Commerce Secretary Gary Locke insisted that despite the drop in retail sales, the $787 billion economic stimulus package is helping the economy.
“Despite the slight decline in retail sales, we remain encouraged that the Recovery Act and other economic initiatives have stabilized conditions and helped those harmed by the economic crisis,” he said in a statement.
He insisted stimulus dollars had boosted disposable income in the first half of the year, signaling a bottoming out of the recession. “The road to recovery is long, but with every Recovery dollar we spend and project we start, we are one step closer to getting there,” Locke said.
The administration received a shot in the arm last week from a better-than-expected jobs report that found the nation’s unemployment rate had actually dropped a tenth of a point to 9.4 percent.
But the retail sales numbers for July were a disappointment. Many economists had expected retail sales to show an increase last month given the popular auto program, as well as some positive economic indicators.
Much of the drop in retail sales from a year ago was driven by lower gasoline sales, which were impacted by this summer’s lower prices. Commerce reported that gasoline sales were down 32 percent this July from a year ago.

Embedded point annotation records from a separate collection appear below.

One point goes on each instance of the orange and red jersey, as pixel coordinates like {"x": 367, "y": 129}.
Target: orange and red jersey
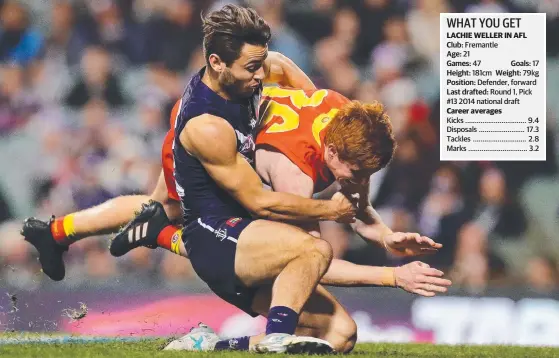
{"x": 293, "y": 122}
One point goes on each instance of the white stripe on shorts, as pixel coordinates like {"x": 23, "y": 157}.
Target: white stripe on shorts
{"x": 208, "y": 227}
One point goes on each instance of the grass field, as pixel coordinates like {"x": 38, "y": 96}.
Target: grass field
{"x": 152, "y": 348}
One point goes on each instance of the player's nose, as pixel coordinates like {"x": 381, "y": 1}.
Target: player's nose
{"x": 259, "y": 74}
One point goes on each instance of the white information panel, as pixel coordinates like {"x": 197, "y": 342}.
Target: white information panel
{"x": 493, "y": 86}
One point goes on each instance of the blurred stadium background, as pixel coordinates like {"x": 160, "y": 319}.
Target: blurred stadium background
{"x": 86, "y": 87}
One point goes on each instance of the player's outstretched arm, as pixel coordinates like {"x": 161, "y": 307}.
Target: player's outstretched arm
{"x": 415, "y": 277}
{"x": 370, "y": 227}
{"x": 212, "y": 140}
{"x": 282, "y": 70}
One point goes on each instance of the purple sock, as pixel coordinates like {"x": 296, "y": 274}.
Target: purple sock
{"x": 233, "y": 344}
{"x": 282, "y": 319}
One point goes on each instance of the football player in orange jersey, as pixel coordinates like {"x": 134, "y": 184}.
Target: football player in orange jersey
{"x": 303, "y": 147}
{"x": 307, "y": 142}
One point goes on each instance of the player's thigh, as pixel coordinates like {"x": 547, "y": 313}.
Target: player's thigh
{"x": 322, "y": 317}
{"x": 265, "y": 247}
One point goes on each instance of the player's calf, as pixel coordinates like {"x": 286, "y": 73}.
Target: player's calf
{"x": 151, "y": 228}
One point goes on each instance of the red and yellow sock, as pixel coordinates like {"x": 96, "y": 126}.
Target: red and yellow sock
{"x": 63, "y": 230}
{"x": 170, "y": 239}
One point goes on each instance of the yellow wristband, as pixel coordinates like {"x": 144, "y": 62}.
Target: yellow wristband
{"x": 389, "y": 277}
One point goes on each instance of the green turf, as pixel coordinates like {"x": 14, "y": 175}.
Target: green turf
{"x": 153, "y": 349}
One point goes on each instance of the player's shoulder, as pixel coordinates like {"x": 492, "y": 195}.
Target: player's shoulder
{"x": 280, "y": 91}
{"x": 208, "y": 136}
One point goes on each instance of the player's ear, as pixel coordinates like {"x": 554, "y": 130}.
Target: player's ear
{"x": 216, "y": 63}
{"x": 331, "y": 151}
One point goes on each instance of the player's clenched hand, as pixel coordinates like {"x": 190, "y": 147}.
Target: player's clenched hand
{"x": 410, "y": 244}
{"x": 345, "y": 210}
{"x": 417, "y": 277}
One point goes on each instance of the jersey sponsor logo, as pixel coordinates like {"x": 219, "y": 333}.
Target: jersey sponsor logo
{"x": 221, "y": 234}
{"x": 245, "y": 145}
{"x": 233, "y": 222}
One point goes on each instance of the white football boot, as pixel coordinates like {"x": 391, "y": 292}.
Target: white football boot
{"x": 201, "y": 338}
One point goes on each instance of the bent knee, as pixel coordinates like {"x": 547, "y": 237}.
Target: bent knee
{"x": 344, "y": 334}
{"x": 324, "y": 249}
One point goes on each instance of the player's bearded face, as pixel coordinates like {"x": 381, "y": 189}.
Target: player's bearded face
{"x": 234, "y": 86}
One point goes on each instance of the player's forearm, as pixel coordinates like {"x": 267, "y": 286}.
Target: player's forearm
{"x": 286, "y": 73}
{"x": 284, "y": 206}
{"x": 370, "y": 226}
{"x": 342, "y": 273}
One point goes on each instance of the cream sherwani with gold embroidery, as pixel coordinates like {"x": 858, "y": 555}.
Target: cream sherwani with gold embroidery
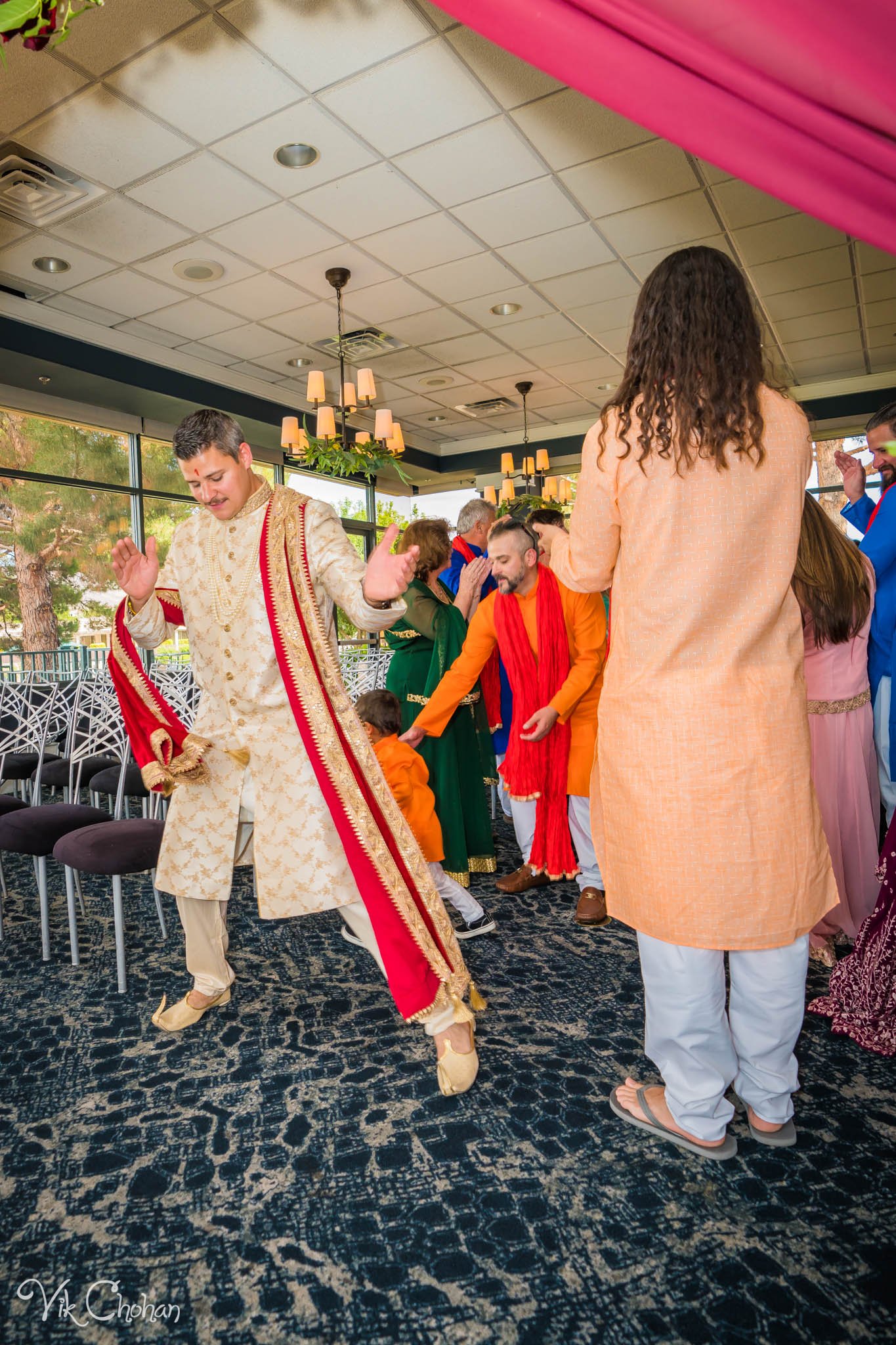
{"x": 300, "y": 862}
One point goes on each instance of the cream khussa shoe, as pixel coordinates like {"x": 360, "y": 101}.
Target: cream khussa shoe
{"x": 457, "y": 1071}
{"x": 183, "y": 1015}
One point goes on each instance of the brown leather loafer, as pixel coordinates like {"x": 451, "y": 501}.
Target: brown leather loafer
{"x": 591, "y": 908}
{"x": 522, "y": 880}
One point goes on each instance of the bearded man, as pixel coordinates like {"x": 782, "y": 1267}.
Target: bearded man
{"x": 551, "y": 642}
{"x": 277, "y": 768}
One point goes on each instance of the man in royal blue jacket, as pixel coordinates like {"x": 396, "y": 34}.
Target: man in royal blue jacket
{"x": 879, "y": 544}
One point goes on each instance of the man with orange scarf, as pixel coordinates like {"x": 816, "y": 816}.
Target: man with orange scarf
{"x": 551, "y": 642}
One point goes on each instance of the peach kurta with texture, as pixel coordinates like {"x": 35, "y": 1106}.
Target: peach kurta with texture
{"x": 704, "y": 818}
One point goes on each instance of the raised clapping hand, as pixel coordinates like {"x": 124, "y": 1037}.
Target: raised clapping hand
{"x": 387, "y": 576}
{"x": 853, "y": 475}
{"x": 136, "y": 573}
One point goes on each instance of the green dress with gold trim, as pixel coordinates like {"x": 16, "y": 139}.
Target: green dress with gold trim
{"x": 425, "y": 643}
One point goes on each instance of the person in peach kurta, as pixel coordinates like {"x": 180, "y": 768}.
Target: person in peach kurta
{"x": 704, "y": 818}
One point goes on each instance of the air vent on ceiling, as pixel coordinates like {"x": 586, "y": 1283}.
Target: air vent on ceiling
{"x": 489, "y": 407}
{"x": 364, "y": 343}
{"x": 37, "y": 191}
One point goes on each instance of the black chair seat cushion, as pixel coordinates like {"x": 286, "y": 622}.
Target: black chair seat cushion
{"x": 19, "y": 766}
{"x": 55, "y": 774}
{"x": 129, "y": 847}
{"x": 106, "y": 782}
{"x": 37, "y": 830}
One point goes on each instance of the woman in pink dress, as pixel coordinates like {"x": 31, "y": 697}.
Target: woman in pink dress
{"x": 834, "y": 586}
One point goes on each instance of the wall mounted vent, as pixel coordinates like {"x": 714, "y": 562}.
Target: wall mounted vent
{"x": 489, "y": 407}
{"x": 358, "y": 346}
{"x": 37, "y": 191}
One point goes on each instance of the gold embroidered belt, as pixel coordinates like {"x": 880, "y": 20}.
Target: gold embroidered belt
{"x": 840, "y": 707}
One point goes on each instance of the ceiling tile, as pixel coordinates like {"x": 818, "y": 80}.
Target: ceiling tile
{"x": 121, "y": 231}
{"x": 667, "y": 222}
{"x": 124, "y": 30}
{"x": 202, "y": 192}
{"x": 242, "y": 88}
{"x": 606, "y": 315}
{"x": 309, "y": 273}
{"x": 194, "y": 319}
{"x": 816, "y": 299}
{"x": 742, "y": 205}
{"x": 276, "y": 236}
{"x": 644, "y": 263}
{"x": 127, "y": 292}
{"x": 419, "y": 96}
{"x": 481, "y": 159}
{"x": 377, "y": 195}
{"x": 18, "y": 259}
{"x": 322, "y": 43}
{"x": 148, "y": 332}
{"x": 820, "y": 324}
{"x": 307, "y": 124}
{"x": 105, "y": 139}
{"x": 387, "y": 301}
{"x": 815, "y": 268}
{"x": 594, "y": 284}
{"x": 467, "y": 277}
{"x": 465, "y": 347}
{"x": 631, "y": 178}
{"x": 538, "y": 331}
{"x": 261, "y": 296}
{"x": 423, "y": 242}
{"x": 246, "y": 342}
{"x": 558, "y": 254}
{"x": 507, "y": 217}
{"x": 78, "y": 309}
{"x": 436, "y": 324}
{"x": 788, "y": 237}
{"x": 531, "y": 305}
{"x": 32, "y": 87}
{"x": 163, "y": 268}
{"x": 568, "y": 128}
{"x": 507, "y": 78}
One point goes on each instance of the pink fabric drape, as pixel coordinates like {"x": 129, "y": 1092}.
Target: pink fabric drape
{"x": 797, "y": 97}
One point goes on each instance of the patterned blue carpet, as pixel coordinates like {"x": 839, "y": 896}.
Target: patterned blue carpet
{"x": 288, "y": 1170}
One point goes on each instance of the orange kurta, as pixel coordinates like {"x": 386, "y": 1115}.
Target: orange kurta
{"x": 408, "y": 776}
{"x": 704, "y": 818}
{"x": 576, "y": 699}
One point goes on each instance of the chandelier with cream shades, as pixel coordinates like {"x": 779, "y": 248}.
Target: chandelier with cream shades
{"x": 387, "y": 439}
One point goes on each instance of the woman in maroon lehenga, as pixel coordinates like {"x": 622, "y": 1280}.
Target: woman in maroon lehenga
{"x": 861, "y": 996}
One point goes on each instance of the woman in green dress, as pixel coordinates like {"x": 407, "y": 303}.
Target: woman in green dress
{"x": 425, "y": 643}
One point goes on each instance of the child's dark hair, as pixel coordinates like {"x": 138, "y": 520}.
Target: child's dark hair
{"x": 382, "y": 709}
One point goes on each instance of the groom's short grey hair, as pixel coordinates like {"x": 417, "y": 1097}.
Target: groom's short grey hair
{"x": 475, "y": 512}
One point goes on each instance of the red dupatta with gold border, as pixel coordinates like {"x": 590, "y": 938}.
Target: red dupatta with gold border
{"x": 413, "y": 931}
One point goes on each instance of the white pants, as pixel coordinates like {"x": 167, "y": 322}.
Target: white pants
{"x": 504, "y": 798}
{"x": 206, "y": 927}
{"x": 450, "y": 891}
{"x": 882, "y": 743}
{"x": 580, "y": 827}
{"x": 700, "y": 1049}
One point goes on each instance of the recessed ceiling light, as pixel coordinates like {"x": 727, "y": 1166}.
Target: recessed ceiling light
{"x": 297, "y": 156}
{"x": 198, "y": 269}
{"x": 51, "y": 265}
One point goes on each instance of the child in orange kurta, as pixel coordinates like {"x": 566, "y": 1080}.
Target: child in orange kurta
{"x": 406, "y": 775}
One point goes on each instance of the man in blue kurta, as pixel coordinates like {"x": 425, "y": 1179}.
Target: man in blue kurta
{"x": 879, "y": 544}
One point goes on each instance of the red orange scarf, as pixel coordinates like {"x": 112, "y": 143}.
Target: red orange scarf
{"x": 539, "y": 770}
{"x": 489, "y": 677}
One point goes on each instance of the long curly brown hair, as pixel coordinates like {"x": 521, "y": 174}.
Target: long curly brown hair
{"x": 830, "y": 580}
{"x": 694, "y": 366}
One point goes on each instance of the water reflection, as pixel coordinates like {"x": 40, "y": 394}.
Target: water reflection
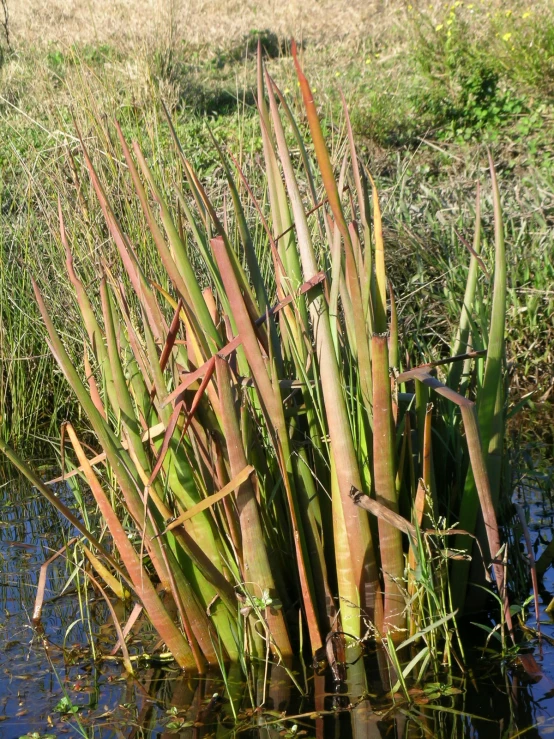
{"x": 492, "y": 699}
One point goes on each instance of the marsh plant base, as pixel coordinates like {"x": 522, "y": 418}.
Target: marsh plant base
{"x": 237, "y": 402}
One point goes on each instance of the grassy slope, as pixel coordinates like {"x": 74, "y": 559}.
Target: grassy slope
{"x": 429, "y": 87}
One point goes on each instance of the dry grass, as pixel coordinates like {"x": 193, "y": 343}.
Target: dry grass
{"x": 40, "y": 22}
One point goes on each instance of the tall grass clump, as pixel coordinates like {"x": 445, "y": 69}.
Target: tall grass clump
{"x": 272, "y": 471}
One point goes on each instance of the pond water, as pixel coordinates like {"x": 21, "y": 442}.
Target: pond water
{"x": 51, "y": 685}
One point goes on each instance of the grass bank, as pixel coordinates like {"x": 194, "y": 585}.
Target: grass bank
{"x": 429, "y": 87}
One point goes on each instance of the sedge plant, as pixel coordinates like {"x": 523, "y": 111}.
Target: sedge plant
{"x": 257, "y": 427}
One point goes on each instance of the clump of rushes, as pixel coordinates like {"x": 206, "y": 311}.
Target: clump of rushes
{"x": 263, "y": 435}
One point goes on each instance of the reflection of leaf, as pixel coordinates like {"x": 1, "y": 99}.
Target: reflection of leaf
{"x": 65, "y": 706}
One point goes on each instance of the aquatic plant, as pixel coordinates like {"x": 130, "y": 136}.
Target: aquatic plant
{"x": 266, "y": 465}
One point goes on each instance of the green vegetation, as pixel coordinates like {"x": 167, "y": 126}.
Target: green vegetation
{"x": 249, "y": 399}
{"x": 233, "y": 474}
{"x": 425, "y": 92}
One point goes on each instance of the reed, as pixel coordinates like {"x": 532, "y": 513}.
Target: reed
{"x": 256, "y": 424}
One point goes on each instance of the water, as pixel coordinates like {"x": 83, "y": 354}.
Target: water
{"x": 51, "y": 685}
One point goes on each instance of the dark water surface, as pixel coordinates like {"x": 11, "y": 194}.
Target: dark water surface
{"x": 53, "y": 686}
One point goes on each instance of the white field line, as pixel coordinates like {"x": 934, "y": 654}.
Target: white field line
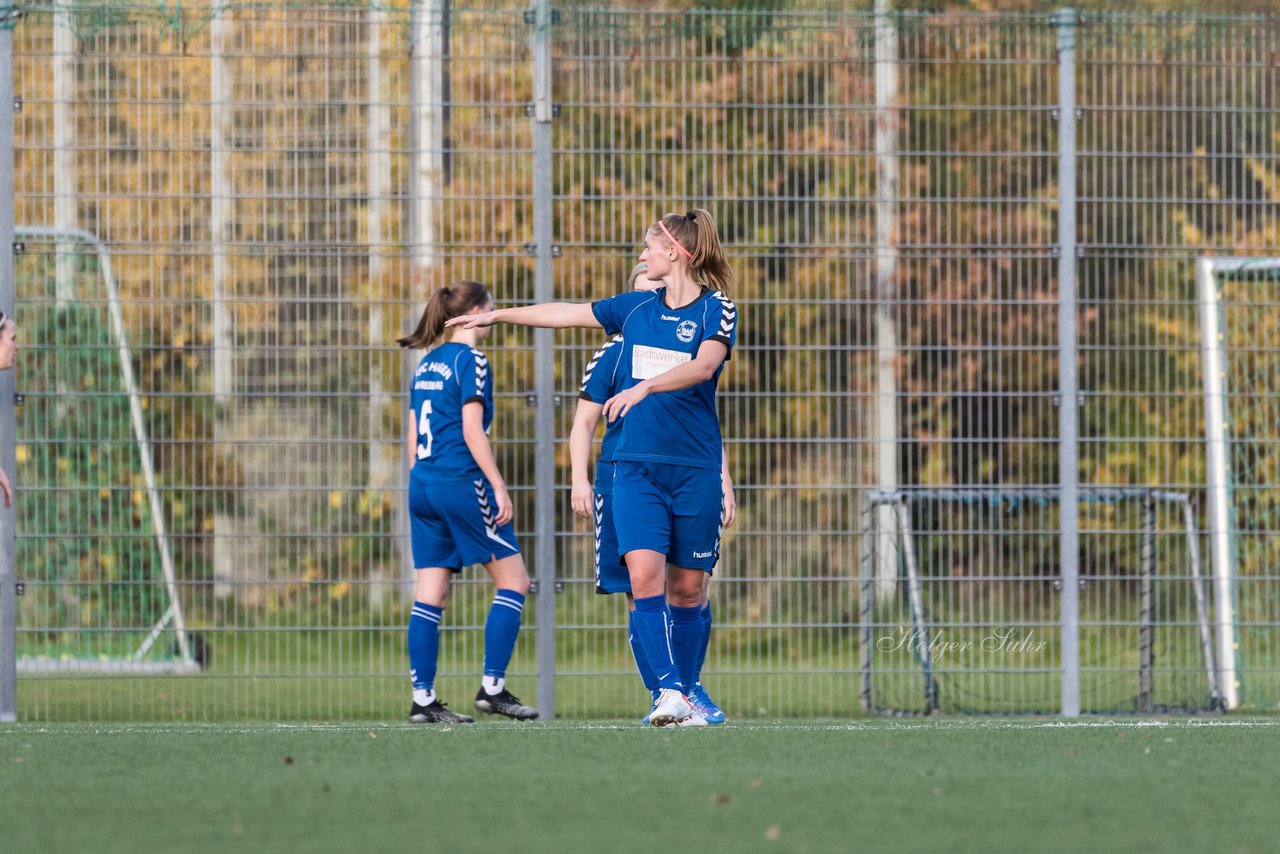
{"x": 956, "y": 725}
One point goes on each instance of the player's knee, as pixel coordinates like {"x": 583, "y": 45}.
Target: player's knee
{"x": 684, "y": 593}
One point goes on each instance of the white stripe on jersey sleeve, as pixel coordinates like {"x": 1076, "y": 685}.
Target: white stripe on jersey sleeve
{"x": 728, "y": 314}
{"x": 481, "y": 370}
{"x": 595, "y": 357}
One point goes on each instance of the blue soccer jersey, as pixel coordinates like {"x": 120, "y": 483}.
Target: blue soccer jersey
{"x": 600, "y": 382}
{"x": 448, "y": 377}
{"x": 681, "y": 427}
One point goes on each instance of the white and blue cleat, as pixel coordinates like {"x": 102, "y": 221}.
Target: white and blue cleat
{"x": 656, "y": 693}
{"x": 704, "y": 706}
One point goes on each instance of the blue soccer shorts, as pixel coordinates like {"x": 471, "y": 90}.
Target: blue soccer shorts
{"x": 452, "y": 525}
{"x": 668, "y": 508}
{"x": 611, "y": 572}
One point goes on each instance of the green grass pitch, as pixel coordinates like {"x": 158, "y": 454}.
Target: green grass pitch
{"x": 878, "y": 785}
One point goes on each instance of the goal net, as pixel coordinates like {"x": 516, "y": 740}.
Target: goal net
{"x": 974, "y": 626}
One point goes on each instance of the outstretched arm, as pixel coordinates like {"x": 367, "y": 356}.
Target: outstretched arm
{"x": 548, "y": 315}
{"x": 585, "y": 419}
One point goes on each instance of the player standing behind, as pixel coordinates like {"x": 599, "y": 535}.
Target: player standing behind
{"x": 666, "y": 474}
{"x": 600, "y": 380}
{"x": 458, "y": 505}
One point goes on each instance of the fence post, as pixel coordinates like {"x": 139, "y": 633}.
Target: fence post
{"x": 886, "y": 292}
{"x": 1147, "y": 606}
{"x": 544, "y": 365}
{"x": 1069, "y": 474}
{"x": 8, "y": 451}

Cash for clunkers, which gives consumers subsidies of up to $4,500 to trade in gas guzzlers for more fuel-efficient vehicles, was initiated only at the end of July, meaning it could have a more positive impact on economic numbers in August.
The program, originally funded with $1 billion, was about to run out of cash less than a week after it was initiated before the House and Senate passed legislation before the August recess adding an additional $2 billion to its coffers.
Ford announced Thursday it is expanding its production this fall to meet increased demand because of cash for clunkers.
The company, which has seen increased sales of its Ford Focus since the program was initiated in July, will bump its North American production up by 10,000 units in the third quarter. That’s 18 percent higher than the third quarter a year ago.
Ford also said it plans to produce 570,000 vehicles in the fourth quarter, a 33 percent increase from a year ago and a 15 percent increase from its planned third-quarter production.
The plans will lead to increased hours for workers at Ford plants. For example, employees at the Kansas City (Mo.) assembly plant will work the Aug. 21-22 weekend, when the plant was supposed to be in a shutdown.
The National Highway Traffic Safety Administration reported last week that more than 273,000 vehicles had been moved under cash for clunkers so far.